Random sampling: many samples are taken from the original training set using the Bootstrap sampling method (with put-back sampling) as a new training set.
Random feature selection: a portion of the original feature set is randomly selected as the new feature set, and only this portion of the features is considered when building the decision tree.
Construction of the decision tree: the decision tree is built based on the new training set and feature set, with each node division being based on a random subset of the feature set.
Integration of RF: multiple decision trees are generated and eventually each sample is classified or regressed by voting or taking the average.

The RF algorithm has the following advantages.

RF algorithms are more capable of handling high-dimensional data and large-scale datasets.
The RF algorithm can effectively avoid the problem of overfitting.
The RF algorithm can handle both discrete and continuous data.
The RF algorithm can give the importance ranking of variables, which is a convenient for feature selection.

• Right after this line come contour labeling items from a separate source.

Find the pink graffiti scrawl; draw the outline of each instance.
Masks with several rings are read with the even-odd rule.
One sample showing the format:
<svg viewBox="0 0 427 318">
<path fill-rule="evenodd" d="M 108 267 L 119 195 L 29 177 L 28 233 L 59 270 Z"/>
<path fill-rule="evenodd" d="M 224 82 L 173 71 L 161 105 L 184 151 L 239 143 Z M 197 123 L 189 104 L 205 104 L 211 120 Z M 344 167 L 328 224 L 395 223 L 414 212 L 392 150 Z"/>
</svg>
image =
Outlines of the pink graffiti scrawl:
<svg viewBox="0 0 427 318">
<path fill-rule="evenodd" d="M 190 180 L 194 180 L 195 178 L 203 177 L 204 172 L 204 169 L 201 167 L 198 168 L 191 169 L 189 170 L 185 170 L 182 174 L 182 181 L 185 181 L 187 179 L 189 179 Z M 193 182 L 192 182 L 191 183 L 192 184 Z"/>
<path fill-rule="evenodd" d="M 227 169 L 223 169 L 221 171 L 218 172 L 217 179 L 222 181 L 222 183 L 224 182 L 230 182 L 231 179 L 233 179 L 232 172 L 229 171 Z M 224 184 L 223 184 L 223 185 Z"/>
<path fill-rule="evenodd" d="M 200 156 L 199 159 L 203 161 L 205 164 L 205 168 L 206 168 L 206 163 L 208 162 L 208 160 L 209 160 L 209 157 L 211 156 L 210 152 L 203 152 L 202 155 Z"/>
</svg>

To further improve the performance of the RF model, we used the DDoS2019 dataset to optimize the main parameters of RF sample, depth, and estimator. The optimization Algorithm 3 is as follows. First, we initialized the RF by setting sample = 0.9, depth = 20, and estimator = 100. First, we set the sampling rate of the RF from 0.1 to 0.9 (step = 0.1) by controlling the variables depth = 20 and estimator = 100 to find the optimal sample in the generated evaluation metrics. Then, with the control variables sample = 0.9, and estimator = 100, set the depth of the RF to increase from 10 to 30 in order (step = 2), and find the optimal depth in the generated evaluation metrics. an estimator from 10 to 210 (step = 20) to find the optimal estimator in the generated evaluation metrics.

Algorithm 3: RF Optimization Algorithm.

Input: DDoS2019 datasets, sample, depth, estimator

Output: Optimized RF

procedure: parameters Optimization

Step 1: defined Indicators = [Acc, Pre, Rec, F1, Ave, Tim]

Step 2: Initialize RF (sample = 0.9, depth = 20, estimator = 100)

Step 2: Xtrain, Xtest, Ytrain, Ytest = split(datasets)

Step 3: Optimise the sample

for i in [0.1,0.2,0.3,0.4,0.5,0.6,0.7,0.8,0.9]:

model = RF (sample = i, depth = 20, estimator = 100)

model.fit

Ypred = model.predict(Xtest)

Indicator = test (Ytest,Ypred )

Indicators.append(Indicator)

Step 4: Select the bestSample with the highest Indicators

Step 5: Optimise depth

for j in range (10,30,2):

model = RF (sample = 0.9, depth=j, estimator = 100)

model.fit

Ypred = model.predict(Xtest)

Indicator = test (Ytest,Ypred )

Indicators.append(Indicator)

Step 6: Select the bestDepth with the highest Indicators

Step 7: Optimise estimator

for k in range (10,210,20):

model = RF (sample = 0.9, depth = 20, estimator = k)

model.fit

Ypred = model.predict(Xtest)

Indicator = test (Ytest,Ypred )

Indicators.append(Indicator)

Step 8: Select the bestEstimator with the highest Indicators

Step 9: return RF (sample = bestSample, depth = bestDepth, estimator = bestEstimator)

end procedure

3.2.4. Evaluation Indicators

Evaluation metrics for machine learning can vary depending on the task and application. The confusion matrix is often used as an evaluation metric for classification problems. As shown in Figure 7. The confusion matrix contains four important classification metrics: True Positive (TP), True Negative (TN), False Positive (FP), and False Negative (FN). The meaning of each of them is shown below. Visualization of the confusion matrix is also one of the common methods used. Data visualization of the confusion matrix can be presented using heat maps or histograms, for example, to provide a more intuitive view of the performance of the classification model [32].

The confusion matrix can be used to calculate many classification evaluation metrics such as accuracy (Acc), precision (Pre), recall (Rec), and F1 values. These evaluation metrics are defined and calculated as shown in Figure 8. In particular, since the F1 value is the summed average containing both accuracy and recall, it can be used to combine the accuracy and recall of the classifier.

4. Results and Discussion

To facilitate the calculation and expression, first, we encoded the 82 features extracted from CIC-DDoS2019 features. As shown in Table 3.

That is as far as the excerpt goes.